For this reason, Jesus moves toward the events that will show God’s solidarity with us in our anguish, our rejections, and in that inevitable moment which each and every one of us will face sooner or later: death. Beyond cures, which are wonderful yet temporary, God gives us companionship during each instant of our life if we are willing to see it. The miracles of Jesus, the miracles which continue even now, are awesome and good, they strengthen our faith and deepen our hope, but they only point to a time and place that hasn’t yet arrived.

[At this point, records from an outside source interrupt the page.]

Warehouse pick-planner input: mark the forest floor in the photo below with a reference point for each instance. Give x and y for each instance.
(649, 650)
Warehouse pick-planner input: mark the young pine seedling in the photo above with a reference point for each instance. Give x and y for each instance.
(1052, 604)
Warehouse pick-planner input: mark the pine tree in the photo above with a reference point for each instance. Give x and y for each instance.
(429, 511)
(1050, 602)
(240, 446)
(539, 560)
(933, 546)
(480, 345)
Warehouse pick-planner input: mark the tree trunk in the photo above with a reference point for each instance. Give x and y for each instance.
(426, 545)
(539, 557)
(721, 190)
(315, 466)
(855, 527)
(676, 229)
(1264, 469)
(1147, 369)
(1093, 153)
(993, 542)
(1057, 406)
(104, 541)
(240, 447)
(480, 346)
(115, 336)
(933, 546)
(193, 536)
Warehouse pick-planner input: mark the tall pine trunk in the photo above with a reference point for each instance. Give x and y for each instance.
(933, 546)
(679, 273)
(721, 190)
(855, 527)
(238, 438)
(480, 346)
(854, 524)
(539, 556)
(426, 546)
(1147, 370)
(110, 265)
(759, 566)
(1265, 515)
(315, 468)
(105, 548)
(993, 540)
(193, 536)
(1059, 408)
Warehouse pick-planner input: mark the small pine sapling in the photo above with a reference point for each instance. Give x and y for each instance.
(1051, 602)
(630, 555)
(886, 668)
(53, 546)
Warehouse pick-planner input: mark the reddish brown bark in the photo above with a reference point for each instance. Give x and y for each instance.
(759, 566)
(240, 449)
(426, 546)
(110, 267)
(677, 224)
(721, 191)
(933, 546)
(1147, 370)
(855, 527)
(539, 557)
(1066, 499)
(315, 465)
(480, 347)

Until all souls are united in perfect friendship with God, there will continue to be times when we pray for healing, for sparing, and so many other things yet those prayers are not granted in the way we wish. That is not God ignoring us or our pain; but rather mysteriously allowing it for reasons we may not understand until we stand before Him. One thing we can say with confidence: God’s decision whether or not to work miracles for specific things will always be based on what will ultimately lead us back to him. If they would somehow lead us away or distract, then he will point towards the cross, just like he will soon do in Mark’s gospel! 


This Sunday at Mass, let us ask ourselves whether the intimate presence of God is part of what we desire in our own lives. Do we know that Christ is deeply involved in our lives and always near us? Do we love God for who he is or only for what he might do for us? Do we let his love flow into us and through us to others, or must it just fight its way through? Is our ultimate happiness bound up in passing things like health, comfort, riches, and earthly life? At the first sign of suffering, death and loss, do we blame God and abandon him? 


It’s been 24 years since my sister died and there are still many things I do not understand about her loss. But even with that mystery and many unanswered questions, I know without a doubt that God was with her, with me, and with my family. Perhaps our prayer today is simple, especially if we are in a time of loss, isolation, or confusion, “Jesus, help us to hear you, however you want to speak, as the deaf man finally could.” Amen.